Latvia is in line to join the Eurozone in 2014 as it plans if it continues on its current fiscal and economic path, EU Economic and Monetary Affairs Commissioner Olli Rehn said on October 18.
"It is possible that they could join in 2014. The review (of whether the country meets the criteria) will be done in spring next year, as was done for Estonia in 2010," Rehn told Reuters.
The Baltic state is one of only two EU members to have entered ERM II - the final track towards membership of the single currency which obliges them to join, despite the fact that of the 10 states that pledged to enter by 2014 when they joined the bloc in 2004, only three - Estonia, Slovakia and Slovenia - have done so. With the Eurozone crisis raging, countries have taken the opportunity to backpedal on the commitment, with the Czechs and Hungarians exhibiting particular disdain for the idea.
That leaves only Latvia and neighbouring Lithuania as the candidates to become the 18th and 19th members of the Eurozone.
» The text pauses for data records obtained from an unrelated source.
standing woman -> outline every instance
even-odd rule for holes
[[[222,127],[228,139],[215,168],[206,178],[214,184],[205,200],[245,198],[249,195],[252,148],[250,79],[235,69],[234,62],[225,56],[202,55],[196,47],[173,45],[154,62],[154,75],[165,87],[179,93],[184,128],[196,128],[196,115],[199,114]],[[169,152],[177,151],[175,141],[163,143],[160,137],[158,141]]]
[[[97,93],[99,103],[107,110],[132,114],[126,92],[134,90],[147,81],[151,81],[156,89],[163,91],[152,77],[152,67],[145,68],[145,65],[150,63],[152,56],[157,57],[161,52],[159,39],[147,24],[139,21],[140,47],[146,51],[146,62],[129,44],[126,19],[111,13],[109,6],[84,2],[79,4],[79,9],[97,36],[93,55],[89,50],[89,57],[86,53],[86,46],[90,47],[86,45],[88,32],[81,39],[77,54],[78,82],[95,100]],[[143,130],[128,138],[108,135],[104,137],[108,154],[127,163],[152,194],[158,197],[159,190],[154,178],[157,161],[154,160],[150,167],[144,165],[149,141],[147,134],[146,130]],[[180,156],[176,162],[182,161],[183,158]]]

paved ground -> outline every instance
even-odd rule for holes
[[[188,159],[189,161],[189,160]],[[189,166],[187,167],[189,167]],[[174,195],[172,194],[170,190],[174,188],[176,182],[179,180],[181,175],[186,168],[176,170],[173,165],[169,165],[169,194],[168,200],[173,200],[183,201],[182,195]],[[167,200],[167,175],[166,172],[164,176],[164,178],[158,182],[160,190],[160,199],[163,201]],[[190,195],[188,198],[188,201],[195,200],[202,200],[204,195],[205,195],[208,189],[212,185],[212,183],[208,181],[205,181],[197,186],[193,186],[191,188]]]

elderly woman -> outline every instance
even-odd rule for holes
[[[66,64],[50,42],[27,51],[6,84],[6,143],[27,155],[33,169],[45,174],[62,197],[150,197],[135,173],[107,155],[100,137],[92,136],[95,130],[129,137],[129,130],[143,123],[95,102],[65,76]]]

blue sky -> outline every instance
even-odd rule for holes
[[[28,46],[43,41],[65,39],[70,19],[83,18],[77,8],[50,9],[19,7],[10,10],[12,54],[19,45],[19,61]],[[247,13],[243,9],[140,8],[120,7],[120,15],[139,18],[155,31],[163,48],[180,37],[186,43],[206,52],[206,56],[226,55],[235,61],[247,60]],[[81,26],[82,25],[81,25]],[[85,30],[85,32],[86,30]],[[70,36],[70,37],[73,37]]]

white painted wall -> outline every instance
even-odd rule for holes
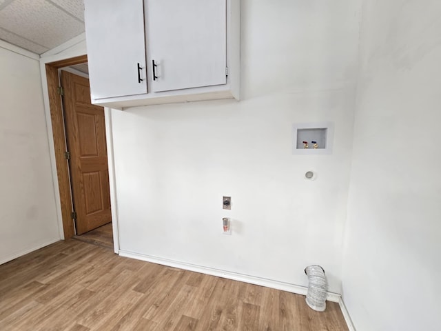
[[[319,263],[340,292],[359,9],[243,0],[240,102],[112,112],[123,251],[301,285]],[[292,155],[292,123],[322,121],[333,154]]]
[[[39,61],[7,46],[0,45],[0,263],[59,240]]]
[[[441,330],[441,2],[365,1],[343,299],[358,331]]]

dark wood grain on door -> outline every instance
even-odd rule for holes
[[[104,109],[90,103],[89,80],[61,72],[76,234],[112,221]]]

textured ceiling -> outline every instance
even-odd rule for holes
[[[37,54],[84,32],[83,0],[0,0],[0,39]]]

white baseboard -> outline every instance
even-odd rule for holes
[[[338,305],[340,305],[340,309],[343,314],[346,324],[347,324],[347,328],[349,329],[349,331],[356,331],[355,326],[353,326],[353,323],[352,323],[352,320],[351,319],[351,317],[349,316],[349,312],[347,311],[346,305],[341,297],[340,297],[340,300],[338,300]]]
[[[30,253],[32,252],[34,252],[34,250],[39,250],[40,248],[43,248],[43,247],[48,246],[49,245],[50,245],[51,243],[56,243],[57,241],[59,241],[60,239],[59,238],[57,238],[56,239],[52,239],[50,240],[49,241],[47,241],[45,243],[41,243],[37,245],[35,247],[33,247],[32,248],[28,248],[25,250],[23,250],[19,253],[16,253],[10,257],[8,257],[5,259],[3,259],[2,260],[0,260],[0,265],[2,265],[3,263],[6,263],[6,262],[9,262],[10,261],[12,261],[15,259],[17,259],[17,257],[22,257],[23,255],[25,255],[26,254]]]
[[[307,288],[298,285],[291,284],[283,281],[274,281],[273,279],[267,279],[265,278],[256,277],[248,274],[239,274],[230,271],[221,270],[212,268],[204,267],[185,262],[170,260],[156,257],[145,255],[133,252],[127,252],[126,250],[120,250],[119,255],[123,257],[130,257],[137,260],[145,261],[153,263],[161,264],[169,267],[178,268],[185,270],[194,271],[195,272],[201,272],[203,274],[211,274],[212,276],[217,276],[218,277],[226,278],[234,281],[243,281],[250,284],[258,285],[267,288],[275,288],[283,291],[290,292],[297,294],[306,295]],[[332,302],[340,302],[341,296],[337,293],[328,292],[327,300]]]

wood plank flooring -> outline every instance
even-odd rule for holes
[[[120,257],[75,239],[0,265],[2,331],[347,330],[338,305]]]

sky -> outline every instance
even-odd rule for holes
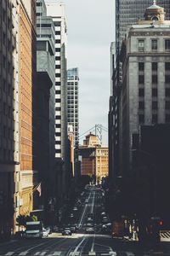
[[[67,16],[68,68],[79,69],[81,137],[95,124],[108,127],[114,0],[63,0],[62,3]],[[103,131],[103,144],[106,143],[107,133]]]

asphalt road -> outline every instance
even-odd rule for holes
[[[147,248],[135,242],[112,239],[110,235],[101,231],[100,212],[103,207],[102,191],[89,187],[81,197],[82,203],[77,211],[72,211],[65,225],[76,224],[77,233],[71,236],[61,233],[53,233],[42,239],[20,239],[0,244],[0,255],[3,256],[170,256],[170,244],[162,243],[159,248]],[[94,234],[86,232],[89,213],[94,216]]]

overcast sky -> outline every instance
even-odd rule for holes
[[[60,3],[60,1],[57,1]],[[67,16],[68,67],[79,68],[80,136],[95,124],[107,127],[110,47],[114,0],[63,0]],[[103,131],[104,144],[107,135]]]

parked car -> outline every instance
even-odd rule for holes
[[[72,233],[71,233],[71,228],[65,228],[62,231],[62,236],[71,236]]]
[[[42,228],[42,237],[47,237],[48,235],[48,230],[47,230],[45,228]]]
[[[93,227],[94,225],[93,225],[92,223],[87,223],[86,226],[87,226],[87,227]]]
[[[52,234],[52,228],[51,227],[45,227],[45,229],[48,232],[48,234]]]
[[[94,227],[86,228],[86,233],[94,234]]]
[[[53,226],[52,231],[53,232],[59,232],[59,227],[58,226]]]

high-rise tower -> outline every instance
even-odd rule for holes
[[[51,16],[55,27],[55,160],[58,172],[58,192],[62,201],[67,191],[69,172],[67,137],[67,76],[66,43],[67,22],[65,5],[47,4],[47,14]],[[59,200],[60,200],[59,199]]]
[[[67,108],[68,125],[71,125],[74,132],[75,171],[78,162],[78,68],[71,68],[67,71]]]

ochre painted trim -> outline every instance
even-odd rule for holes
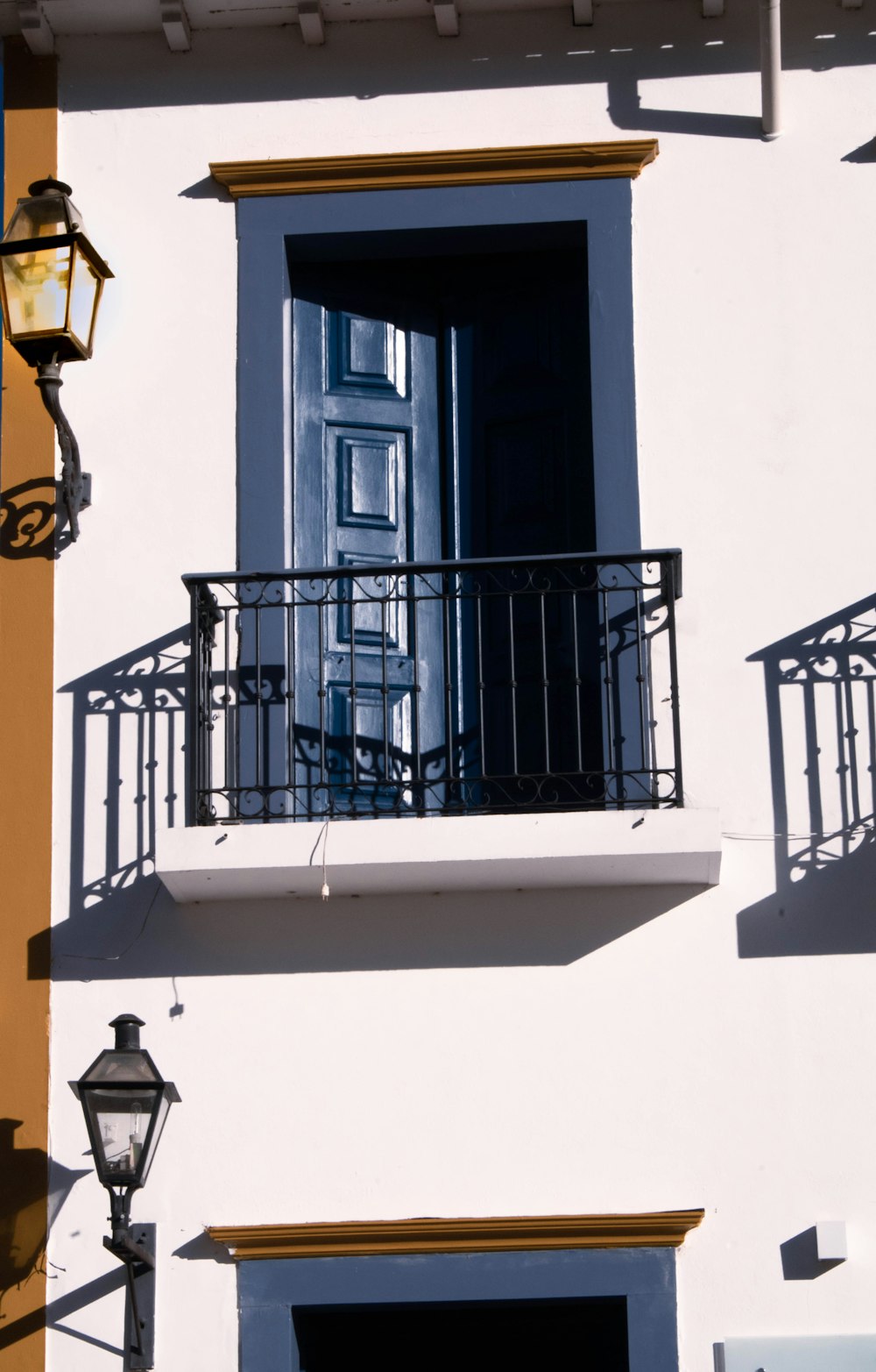
[[[3,58],[5,224],[30,181],[56,174],[58,85],[55,60],[33,58],[21,38],[4,41]],[[51,514],[33,549],[27,531],[44,521],[27,510],[53,509],[55,431],[32,368],[7,343],[1,410],[0,1121],[12,1124],[0,1136],[0,1214],[22,1233],[15,1261],[40,1242],[48,1213],[55,564]],[[3,1292],[0,1372],[42,1372],[45,1298],[40,1259]]]
[[[344,158],[280,158],[211,162],[215,180],[237,200],[244,195],[307,195],[315,191],[398,191],[513,181],[583,181],[636,177],[658,154],[657,139],[622,143],[552,143],[525,148],[451,152],[385,152]]]
[[[540,1249],[677,1249],[705,1210],[559,1214],[498,1220],[211,1225],[232,1257],[348,1258],[378,1253],[517,1253]]]

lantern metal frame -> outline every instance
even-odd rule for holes
[[[140,1029],[144,1021],[137,1015],[118,1015],[110,1028],[115,1029],[115,1045],[104,1048],[95,1058],[88,1072],[70,1088],[85,1114],[85,1126],[92,1144],[92,1157],[97,1180],[110,1192],[111,1238],[104,1236],[104,1247],[125,1264],[127,1276],[126,1347],[130,1369],[155,1367],[155,1225],[130,1222],[130,1200],[147,1180],[155,1150],[167,1121],[170,1106],[180,1100],[180,1092],[173,1081],[165,1081],[149,1054],[140,1047]],[[122,1059],[122,1070],[112,1077],[101,1076],[107,1058]],[[125,1058],[140,1065],[140,1073],[123,1072]],[[145,1072],[144,1072],[145,1069]],[[143,1146],[134,1163],[127,1169],[111,1169],[100,1133],[97,1132],[97,1109],[89,1104],[89,1092],[100,1092],[104,1098],[117,1093],[122,1096],[151,1098],[154,1104],[144,1133]]]
[[[82,472],[80,460],[80,446],[70,423],[60,407],[58,392],[63,384],[60,368],[64,362],[78,362],[90,358],[95,346],[95,327],[97,311],[103,295],[103,284],[112,277],[108,263],[100,257],[90,239],[85,233],[80,211],[70,200],[71,189],[64,181],[55,177],[44,177],[33,181],[27,188],[29,196],[22,198],[7,225],[3,240],[0,240],[0,259],[7,257],[21,257],[27,252],[45,252],[52,248],[70,248],[70,273],[67,277],[66,303],[63,325],[53,329],[38,329],[27,333],[12,328],[12,316],[7,296],[5,272],[0,269],[0,310],[3,313],[3,328],[10,344],[23,357],[29,366],[36,366],[36,383],[40,387],[42,403],[52,417],[58,432],[58,443],[62,456],[60,475],[60,502],[67,514],[70,538],[73,542],[80,536],[80,510],[90,505],[92,480],[88,472]],[[42,237],[10,237],[16,218],[22,211],[27,211],[32,203],[48,200],[58,202],[58,222],[64,222],[67,232],[47,233]],[[88,339],[82,340],[73,329],[71,310],[74,294],[74,277],[78,259],[85,259],[96,283],[95,298],[90,307]],[[0,263],[1,268],[1,263]]]

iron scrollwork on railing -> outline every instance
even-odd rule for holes
[[[186,576],[193,820],[680,805],[680,561]]]

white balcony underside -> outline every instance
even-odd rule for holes
[[[334,820],[169,829],[156,871],[180,904],[558,886],[713,886],[714,809]]]

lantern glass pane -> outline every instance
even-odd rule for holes
[[[97,310],[100,277],[78,248],[73,250],[73,284],[70,287],[70,332],[90,353],[92,329]]]
[[[82,1095],[101,1181],[129,1185],[138,1177],[143,1146],[162,1092],[155,1087],[130,1091],[86,1087]]]
[[[64,202],[59,195],[40,195],[19,203],[10,226],[3,235],[4,243],[18,239],[47,239],[55,233],[69,233]]]
[[[167,1111],[170,1110],[170,1100],[171,1098],[166,1092],[162,1092],[162,1095],[155,1102],[155,1109],[152,1111],[154,1115],[152,1133],[149,1135],[148,1139],[145,1139],[144,1136],[144,1142],[147,1143],[147,1155],[144,1158],[143,1173],[140,1176],[141,1181],[145,1181],[145,1179],[149,1174],[149,1168],[152,1166],[152,1158],[158,1151],[158,1140],[162,1136],[162,1129],[165,1128]]]
[[[0,259],[11,338],[64,332],[70,257],[70,247],[59,247]]]

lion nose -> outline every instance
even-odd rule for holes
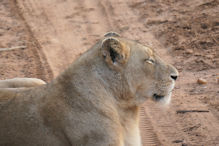
[[[170,75],[170,77],[173,79],[173,80],[176,80],[177,79],[177,75]]]

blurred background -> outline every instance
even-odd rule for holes
[[[180,73],[169,106],[141,108],[143,145],[219,145],[218,0],[0,0],[0,79],[49,82],[108,31]]]

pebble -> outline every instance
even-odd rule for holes
[[[198,84],[207,84],[207,81],[206,81],[205,79],[203,79],[203,78],[199,78],[199,79],[197,80],[197,83],[198,83]]]

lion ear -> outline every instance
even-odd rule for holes
[[[128,61],[130,49],[117,38],[108,37],[102,41],[101,52],[109,66],[121,68]]]

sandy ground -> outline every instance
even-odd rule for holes
[[[26,46],[0,51],[0,79],[49,82],[113,30],[153,46],[180,72],[168,107],[142,107],[143,144],[219,145],[218,16],[217,0],[0,0],[0,48]]]

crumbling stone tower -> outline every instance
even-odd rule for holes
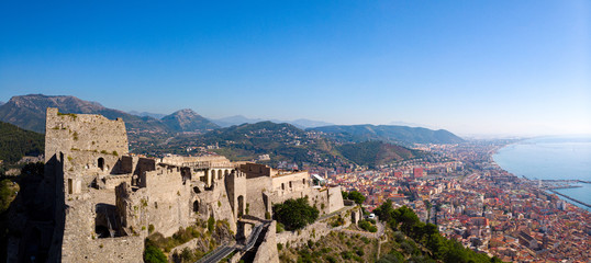
[[[127,135],[122,119],[62,114],[47,108],[45,178],[55,185],[55,222],[48,262],[131,262],[141,256],[142,237],[99,239],[98,227],[116,230],[114,192],[98,190],[122,170]],[[122,175],[127,181],[131,175]],[[112,180],[112,179],[110,179]],[[110,236],[115,236],[110,235]]]
[[[97,179],[120,173],[120,156],[127,151],[123,119],[47,108],[45,162],[55,158],[63,164],[66,199],[81,194]]]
Both have been lauded by the investors for their strict austerity measures since the Baltic economy crumpled in 2009, and that has helped pull them towards the fiscal targets needed to join, including criteria on low inflation, debt and budgetary balance, as well as currency stability.
Latvian Prime Minister Valdis Dombrovskis said in September that "adopting the euro is still the plan, we stick with the intention to join as of January 1, 2014." Lithuania, although enthusiastic, has yet to name a target date for joining. "Both Latvia and Lithuania have good chances of fulfilling the Maastricht criteria in April 2013 to be able to adopt the euro in 2014," Swedbank said in a special report issued in August. "The chances of meeting the criteria are somewhat bigger for Latvia, since it has more room for manoeuvre in terms of the price stability and budget deficit criteria, as well as stronger political re-solve."
Lithuania may face an even bigger challenge following parliamentary elections last week which saw the right-wing austerity minded coalition replace with a group of left-leaning, populist parties. That said, most analysts agree there is little option but to continue to exercise fiscal discipline.